Recent weeks have seen interesting developments within the IoT ecosystem, coming from the likes of ARM, Google, Intel, Qualcomm and Samsung. It made me revisit ecosystem players’ positioning within the IoT value chain, having already looked at how operators are positioned.
The simple fact of the matter is the importance of partnerships and collaboration cannot be overstated in IoT. The point laboured time after time is that no one company can do it all, by which I mean provide an end-to-end solution spanning chipsets, application and system integration. Sounds pretty obvious, but it doesn’t mean IoT ecosystem players haven’t tried to become sole solution providers.
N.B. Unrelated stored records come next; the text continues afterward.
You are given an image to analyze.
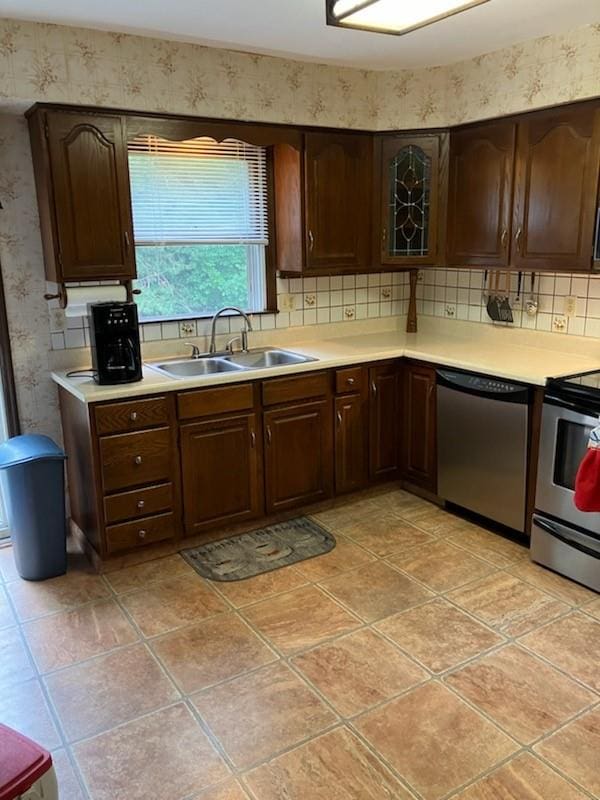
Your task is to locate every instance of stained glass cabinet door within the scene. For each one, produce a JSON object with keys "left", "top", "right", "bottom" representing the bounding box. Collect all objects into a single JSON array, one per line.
[{"left": 381, "top": 136, "right": 440, "bottom": 266}]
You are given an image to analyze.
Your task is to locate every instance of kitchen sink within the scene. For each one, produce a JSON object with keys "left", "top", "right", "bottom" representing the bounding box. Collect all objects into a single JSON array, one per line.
[
  {"left": 149, "top": 358, "right": 244, "bottom": 378},
  {"left": 225, "top": 349, "right": 317, "bottom": 369},
  {"left": 147, "top": 348, "right": 317, "bottom": 378}
]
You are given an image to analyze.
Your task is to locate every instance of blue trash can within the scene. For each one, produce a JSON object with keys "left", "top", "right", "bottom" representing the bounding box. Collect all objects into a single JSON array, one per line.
[{"left": 0, "top": 434, "right": 67, "bottom": 581}]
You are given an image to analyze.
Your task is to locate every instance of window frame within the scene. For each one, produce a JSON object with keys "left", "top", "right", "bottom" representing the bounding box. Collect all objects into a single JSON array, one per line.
[{"left": 127, "top": 131, "right": 279, "bottom": 325}]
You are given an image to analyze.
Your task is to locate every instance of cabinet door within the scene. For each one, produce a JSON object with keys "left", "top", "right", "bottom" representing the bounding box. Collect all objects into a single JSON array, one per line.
[
  {"left": 304, "top": 133, "right": 371, "bottom": 271},
  {"left": 512, "top": 105, "right": 600, "bottom": 270},
  {"left": 335, "top": 394, "right": 368, "bottom": 494},
  {"left": 369, "top": 364, "right": 400, "bottom": 480},
  {"left": 448, "top": 122, "right": 516, "bottom": 267},
  {"left": 181, "top": 414, "right": 262, "bottom": 534},
  {"left": 264, "top": 400, "right": 333, "bottom": 513},
  {"left": 402, "top": 364, "right": 437, "bottom": 492},
  {"left": 47, "top": 112, "right": 135, "bottom": 281},
  {"left": 380, "top": 136, "right": 440, "bottom": 265}
]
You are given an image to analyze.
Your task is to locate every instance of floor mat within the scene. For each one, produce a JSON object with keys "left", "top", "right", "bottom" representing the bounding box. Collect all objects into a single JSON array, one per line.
[{"left": 181, "top": 517, "right": 335, "bottom": 581}]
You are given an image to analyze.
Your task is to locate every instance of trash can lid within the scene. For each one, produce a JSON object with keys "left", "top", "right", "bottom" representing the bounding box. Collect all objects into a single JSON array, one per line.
[
  {"left": 0, "top": 724, "right": 52, "bottom": 800},
  {"left": 0, "top": 433, "right": 65, "bottom": 469}
]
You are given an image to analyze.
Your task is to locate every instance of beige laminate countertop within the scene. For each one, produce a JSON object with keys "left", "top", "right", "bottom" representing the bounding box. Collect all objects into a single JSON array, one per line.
[{"left": 52, "top": 323, "right": 600, "bottom": 403}]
So, let’s take a look at how some of the top tech giants are positioning in IoT. For simplicity I’ve split IoT capabilities into devices, modules and chipsets, platform management, data analytics, cloud and security layers.
In essence, the boundaries between traditional technology/IT players and others are blurring as new business models in IoT emerge around data, analytics and, in a more broad sense, services. Companies are moving up and down the IoT value stack, aiming to capture the largest piece of the IoT revenue pie (see chart, click to enlarge – the red circle identifies the company’s core IoT capability, the arrows signify their expansion direction, and grey indicates areas of focus).
Just to remind ourselves how big this is, GSMA Intelligence forecasts revenue from IoT applications, and platforms and services (including cloud and analytics), will increase sixfold between 2017 and 2025, bringing in $137 billion and $754 billion respectively. In short, a rather attractive revenue opportunity.
Upping the software stack: Technology companies such as Google, Microsoft and Amazon are adding devices to their existing software stack. Google has been investing in machine learning (ML) and artificial intelligence (AI) for years and is already well positioned in the data analytics space. During its recent Google Cloud Next ’18 event, the tech giant announced initiatives aimed at moving analytics close to the edge or near the point of data generation: namely, Cloud IoT Edge (software for IoT gateway-class devices running Android Things or Linux) and Edge TPU (a chip specifically designed to offer ML inference on edge devices).
This is a pretty compelling proposition for the fast growing industrial IoT segments such as smart cities, oil and gas, utilities and manufacturing. I also can’t ignore Amazon’s Alexa, which has been a runaway success in the smart speaker market. For example, Ofcom figures show 13 per cent of UK households now own a smart speaker, of which 75 per cent are Amazon Echo models (which feature the Alexa assistant).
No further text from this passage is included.